It has been quite a year so far for us here in Local 72-147. We have begun new initiatives, made new friends, taken on new challenges, and continue to stand up to enforce our agreements. One of our priorities this year has been to develop new relationships and improve the communication and effectiveness of those we already have. We do this to strengthen our position as we move into a new season of music making where we will be renegotiating many new agreements and reaching out to the community.

In terms of reaching out we have a new series that is a result of our relationship with Klyde Warren Park in dowtown Dallas and the efforts of our members working together to broaden our footprint in the community. This “Musicians in the Park” series debuted last April. An adaptation of the Meet and Greet & Jam Sessions that we began doing throughout the community last year, we put together a concert featuring a house band jamming with featured members and reaching out to non members as well. This concert was more than a recruitment event though.
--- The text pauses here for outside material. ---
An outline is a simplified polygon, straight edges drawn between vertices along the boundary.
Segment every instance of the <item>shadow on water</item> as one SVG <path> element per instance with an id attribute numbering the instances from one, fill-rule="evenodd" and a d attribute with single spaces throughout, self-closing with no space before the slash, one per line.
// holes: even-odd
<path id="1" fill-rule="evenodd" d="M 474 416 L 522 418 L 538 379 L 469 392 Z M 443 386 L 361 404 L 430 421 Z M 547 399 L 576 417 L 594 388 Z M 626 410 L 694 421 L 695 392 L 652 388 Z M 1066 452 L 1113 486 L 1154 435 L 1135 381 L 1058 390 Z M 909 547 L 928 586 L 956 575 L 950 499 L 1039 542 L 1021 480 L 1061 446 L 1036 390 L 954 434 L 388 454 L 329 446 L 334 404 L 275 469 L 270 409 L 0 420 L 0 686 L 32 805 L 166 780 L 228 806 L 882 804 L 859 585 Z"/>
It was an opportunity to speak directly to the city about our mission of being there for musicians, and not just any musicians, but OUR musicians. The musicians who are the musical voices of our home and city. Artistically the concert was an amazing success, gave us a moment to celebrate who we are and what we do, have some fellowship, and show the community how important we are to its cultural life. We are making plans for a follow up to this event, and are working to put together another diverse and quality program that people will come to see as a destination event.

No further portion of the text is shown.